“ The affordances of the environment are what it offers the animal, what it provides or furnishes… It implies the complementarity of the animal and the environment.” – James J. Gibson, 1979
Every object in our world has its own and discrete characteristics that derived from its visual properties and physical attributes. These features are effective to recognize objects and to classify them into different categories. Thus, they are widely being used by vision recognition systems in the research area. However, these properties are unable to indicate how they can be used by a human. Visual and physical properties are not able to provide any clue about the set of potential actions that can be performed in a human – object interaction.
Affordances describe a possible set of actions that an environment allows to an actor [2]. Thus, dissimilar to the aforementioned object attributes that paint the picture of the object as an independent entity, affordances are capable to imply functional interactions of object parts with humans. In the context of robotic vision, taking into account object affordances is vitally important in order to create efficient autonomous robots that are able to interact with objects and to assist humans in daily tasks.
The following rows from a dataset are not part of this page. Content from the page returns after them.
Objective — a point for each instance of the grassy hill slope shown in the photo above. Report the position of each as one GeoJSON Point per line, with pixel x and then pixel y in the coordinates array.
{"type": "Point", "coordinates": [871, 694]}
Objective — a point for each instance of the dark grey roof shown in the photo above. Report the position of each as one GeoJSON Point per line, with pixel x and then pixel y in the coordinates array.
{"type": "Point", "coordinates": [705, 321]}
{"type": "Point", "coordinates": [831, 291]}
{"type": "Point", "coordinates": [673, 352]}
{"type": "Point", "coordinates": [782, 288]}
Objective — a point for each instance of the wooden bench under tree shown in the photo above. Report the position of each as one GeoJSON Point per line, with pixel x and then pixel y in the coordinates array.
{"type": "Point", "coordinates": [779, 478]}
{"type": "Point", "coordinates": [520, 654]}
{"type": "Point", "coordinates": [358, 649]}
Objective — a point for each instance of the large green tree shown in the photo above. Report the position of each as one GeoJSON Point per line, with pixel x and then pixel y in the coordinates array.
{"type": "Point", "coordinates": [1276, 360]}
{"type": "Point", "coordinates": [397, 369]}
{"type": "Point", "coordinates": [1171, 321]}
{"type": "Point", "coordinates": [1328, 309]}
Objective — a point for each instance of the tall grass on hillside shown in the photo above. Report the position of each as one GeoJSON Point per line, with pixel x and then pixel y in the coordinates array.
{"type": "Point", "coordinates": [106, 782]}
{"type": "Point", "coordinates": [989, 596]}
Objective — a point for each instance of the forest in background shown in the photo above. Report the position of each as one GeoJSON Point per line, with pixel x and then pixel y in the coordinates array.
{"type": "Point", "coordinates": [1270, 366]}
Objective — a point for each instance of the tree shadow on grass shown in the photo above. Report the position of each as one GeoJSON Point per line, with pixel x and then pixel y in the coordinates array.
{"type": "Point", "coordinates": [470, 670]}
Affordances can be used in a big variety of applications. Among others, affordances are useful to anticipate and predict future actions because they represent the set of possible actions that may be performed by a human being. Additionally, by defining a set of possible and potential actions affordances provide beneficial clues not only for efficient activity recognition but also for functionality validation of objects. Last but not least affordances can be characterized as an intuition about objects’ value and significance leading to enhance scene understanding and traditional object recognition approaches.
In conclusion, affordances are powerful. They provide those details needed to make computer vision systems able to imitate humans’ object recognition system. Evermore, affordances provide a very effective and unique combination of features that seems to be able to enhance almost every computer vision system.

Illustration 1: Affordances Examples [1]
[1] Zhao, Xue & Cao, Yang & Kang, Yu. (2020). Object affordance detection with relationship-aware network. Neural Computing and Applications.
[2] Mohammed Hassanin, Salman Khan, and Murat Tahtali. 2021. Visual Affordance and Function Understanding: A Survey.